Ca y est. Cette petite boutique que vous rêvez d’ouvrir depuis des mois, vous vous décidez enfin à sauter le pas. Mais par où commencer ? L’emplacement, trouver des subventions, apprendre la gestion d’un commerce ?
Pour répondre à toutes ces questions essentielles liées à la création, au développement ou la reprise d’un commerce, il suffisait de se rendre au salon Mon commerce en Seine-Eure, au Hub Expo & Congrès. Là, tous les professionnels partenaires des commerçants y étaient rassemblés, le temps d’une soirée. A l’extérieur, le bus de d’entrepreneuriat de BPI France, était plus particulièrement destiné à renseigner les porteurs de projet des quartiers prioritaires sur les aides possibles à la création de leur activité.
Jean Marcellus est venu de Gaillon pour assister au salon. « Je viens de créer mon entreprise. Je me pose évidemment des dizaines de questions. Je me suis inscrit à tous les ateliers proposés, comme les grandes étapes de la création d’entreprise, les bons appuis du parcours de l’entrepreneur et même l’économie sociale et solidaire » confie le nouvel entrepreneur.
Un secteur tendu
Entre deux ateliers, il s’arrête sur les stands. Celui de l’ADN (Agence de Développement de Normandie) se présente comme le « guichet unique pour le développement de l’entreprise. Nous pouvons accompagner la transmission, mais aussi la décarbonation, l’innovation, l’export, le changement de matériel » explique Lucie Latour, chargée d’affaires entreprises.

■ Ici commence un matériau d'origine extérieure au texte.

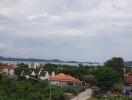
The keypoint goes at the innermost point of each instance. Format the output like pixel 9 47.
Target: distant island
pixel 41 60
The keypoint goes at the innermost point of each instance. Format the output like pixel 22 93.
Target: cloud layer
pixel 85 30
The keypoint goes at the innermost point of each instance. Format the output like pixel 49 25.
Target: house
pixel 128 77
pixel 27 73
pixel 7 69
pixel 65 80
pixel 44 75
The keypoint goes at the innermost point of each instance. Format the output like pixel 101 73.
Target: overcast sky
pixel 82 30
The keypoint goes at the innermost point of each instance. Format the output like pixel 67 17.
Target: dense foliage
pixel 22 89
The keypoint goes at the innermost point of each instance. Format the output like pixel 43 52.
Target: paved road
pixel 84 95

Pour les commerçants-artisans, deux types d’aides peuvent être un déclencheur : Impulsion Proximité et Impulsion Transition. Car le secteur du commerce est tendu. « Il s’agit d’une tension due à la conjoncture actuelle. A cela s’ajoute l’âge des commerçants, et des entrepreneurs d’une manière générale. Beaucoup arrivent à l’âge de la retraite et s’inquiètent de la reprise de leur commerce. Nous essayons de les accompagner au mieux et tentons de trouver des solutions avec eux. Les aides financières en sont une notamment » poursuit la jeune femme.
La création d’entreprise n’a pas dit son dernier mot
Au Crédit Agricole Normandie-Seine, on se veut optimiste. Les commerçants-artisans et petites entreprises (moins de 5 M€ de CA) représentent 50% de la clientèle professionnelle. « Depuis le Covid, les cafés, hôtels, restaurants et le BTP rencontrent davantage de difficultés. Mais nous ne sentons pas de recul sur la création d’entreprise. C’est encourageant et nous apportons notre aide à ces porteurs de projet » indiquent Alicia Lefebvre, directrice adjointe du pôle professionnel et agricole et Benjamin Hébert, chargé d’affaires des professionnels.
Installés à Louviers, ils estiment aussi que leur rôle est d’être présent aux événements organisés sur le territoire. Ce salon en fait partie.
Se poser les bonnes questions
Il en est de même pour Clémence Girard, agent général Allianz, installée rue du Maréchal Foch, à Louviers. « Il existe à Louviers en particulier, une vraie dynamique commerciale. L’association de commerçants fonctionne bien. Il y a de l’entraide entre commerçants. Nous nous inscrivons dans ce mouvement. Nous sommes un commerce parmi tous les autres » confie-t-elle.
Un commerce auquel on ne pense pas en premier quand on ouvre une boutique. « Et pourtant, la question de l’assurance est importante. Dois-je assurer le local ou la marchandise ? Suis-je obligé de prendre une mutuelle pour mes salariés ? Et la prévoyance en cas de pépin ? Ce type de salon est intéressant car il nous donne de la visibilité et les visiteurs prennent le temps de nous poser quelques questions, que nous pourrons affiner plus tard en agence » indique Clémence Girard. Près de 70 visiteurs ont fréquenté le salon et une quarantaine ont assisté aux ateliers.